Reviewed by Donald Logsdon Jr.
As human population grows beyond 7 billion, competition for the Earth’s resources increases. The natural environment and biodiversity are severely impacted, leading to a decrease in the number of species, a process some call the Sixth Great Extinction.
The author examines human efforts to conquer the planet from a geographic perspective and how we contend with various forces of nature. As he states: “The goal of this book is to show how geographic paradigms, especially human ecology set in past times, can help frame contemporary environmental issues in a continuous temporal context.” The book discusses three approaches that have historically been used by humans as we have expanded to all corners of the globe. The first is environmental determinism, the idea that we can do little to shape the environment using our technology and should instead work to live a sustainable lifestyle. The second approach is possibilism, the idea that technology can forestall the forces of nature and ensure our indefinite future. The third approach, favored by the author, is human ecology. This is the idea that humans should and can adapt to changing environments over time.

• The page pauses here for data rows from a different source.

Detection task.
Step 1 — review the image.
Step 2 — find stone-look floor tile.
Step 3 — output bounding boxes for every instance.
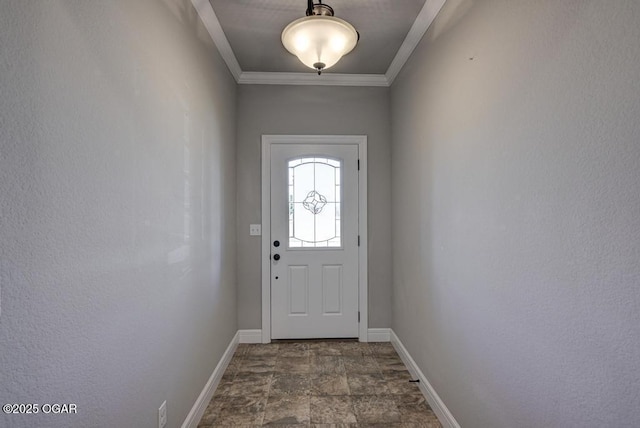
[278,342,310,358]
[381,370,420,394]
[263,395,309,426]
[370,342,398,356]
[347,373,389,395]
[236,357,276,376]
[274,356,311,373]
[311,424,360,428]
[342,355,380,373]
[198,399,223,428]
[310,373,350,395]
[311,355,345,374]
[310,396,357,424]
[244,343,280,358]
[375,356,407,371]
[352,395,401,423]
[269,373,310,396]
[214,397,267,426]
[337,342,371,357]
[233,343,252,357]
[225,372,273,397]
[393,391,431,409]
[309,342,342,355]
[397,403,439,424]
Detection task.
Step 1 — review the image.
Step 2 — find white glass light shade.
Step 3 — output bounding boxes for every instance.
[282,16,358,69]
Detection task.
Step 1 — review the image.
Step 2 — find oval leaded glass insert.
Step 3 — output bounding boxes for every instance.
[288,156,342,248]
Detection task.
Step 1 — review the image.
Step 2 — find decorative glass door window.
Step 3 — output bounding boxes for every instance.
[288,156,342,248]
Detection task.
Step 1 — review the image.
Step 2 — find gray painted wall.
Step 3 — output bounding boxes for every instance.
[0,0,237,428]
[237,85,391,329]
[391,0,640,428]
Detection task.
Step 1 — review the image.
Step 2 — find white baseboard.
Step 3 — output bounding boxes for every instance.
[182,331,240,428]
[367,328,391,342]
[390,330,460,428]
[238,329,262,343]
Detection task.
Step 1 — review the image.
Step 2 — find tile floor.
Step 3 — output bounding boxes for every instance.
[198,341,441,428]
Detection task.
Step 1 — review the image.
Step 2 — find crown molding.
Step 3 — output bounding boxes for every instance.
[385,0,446,86]
[191,0,242,82]
[238,71,389,86]
[191,0,446,87]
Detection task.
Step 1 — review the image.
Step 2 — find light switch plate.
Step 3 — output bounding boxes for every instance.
[249,224,262,236]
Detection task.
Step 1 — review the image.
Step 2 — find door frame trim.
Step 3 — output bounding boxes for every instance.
[261,135,369,343]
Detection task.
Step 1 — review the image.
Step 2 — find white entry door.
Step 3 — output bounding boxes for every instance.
[270,144,358,339]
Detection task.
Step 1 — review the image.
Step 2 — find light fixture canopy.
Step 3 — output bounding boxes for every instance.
[282,0,360,74]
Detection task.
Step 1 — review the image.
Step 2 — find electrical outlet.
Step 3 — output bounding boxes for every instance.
[158,400,167,428]
[249,224,262,236]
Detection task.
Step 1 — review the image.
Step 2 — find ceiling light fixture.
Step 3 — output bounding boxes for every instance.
[282,0,360,74]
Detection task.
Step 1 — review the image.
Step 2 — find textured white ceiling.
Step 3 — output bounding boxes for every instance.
[210,0,425,74]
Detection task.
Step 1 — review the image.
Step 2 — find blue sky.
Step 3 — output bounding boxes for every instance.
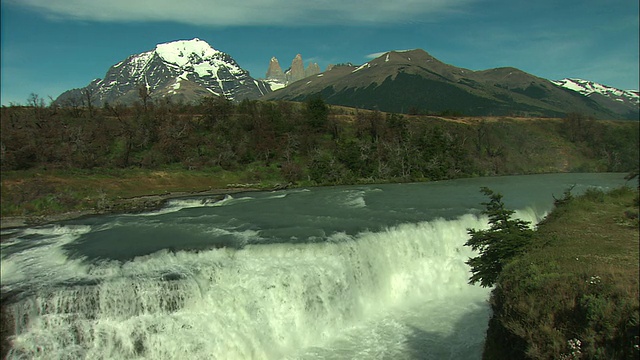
[0,0,640,105]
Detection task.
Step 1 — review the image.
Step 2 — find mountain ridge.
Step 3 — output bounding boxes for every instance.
[54,38,640,120]
[54,38,271,106]
[263,49,638,120]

The book includes 12 chapters. The first half of the book is focused on human ecology and how it differs from the other two approaches. The next few chapters focus on various forces of nature. The last two chapters examine population growth and migration patterns and how these affect life in the Americas. An important part of the discussion of human ecology is the concept of the ecumene, the places humans most like to live. These are predominantly coastlines and temperate climates. With 7 billion plus people, most of the best spaces are filled, forcing people to live in less desirable places. Another interesting idea is geotheology, the idea that human actions against the environment will result in punishment. This is recognized in legal terms as “Acts of God.” Forces of nature discussed include hurricanes, tornadoes, and earthquakes, including information on how we think these are produced. We spend a lot of time and money attempting to predict these forces and to protect people from them, while at the same time human populations in the most threatened areas continue to grow. Climate change is discussed, including our efforts to reduce greenhouse gas emissions. Some have a strong geotheological perspective that climate change is nature’s retribution for our energy–wasteful society.
Overall this is an interesting, well–written book, discussing some important ideas about how we see and deal with the natural work, something we often forget we are a part of. Human ecology is an important compromise between the bleak pessimism of environmental determinism and the extreme optimism of possibilism and is worthy of further study.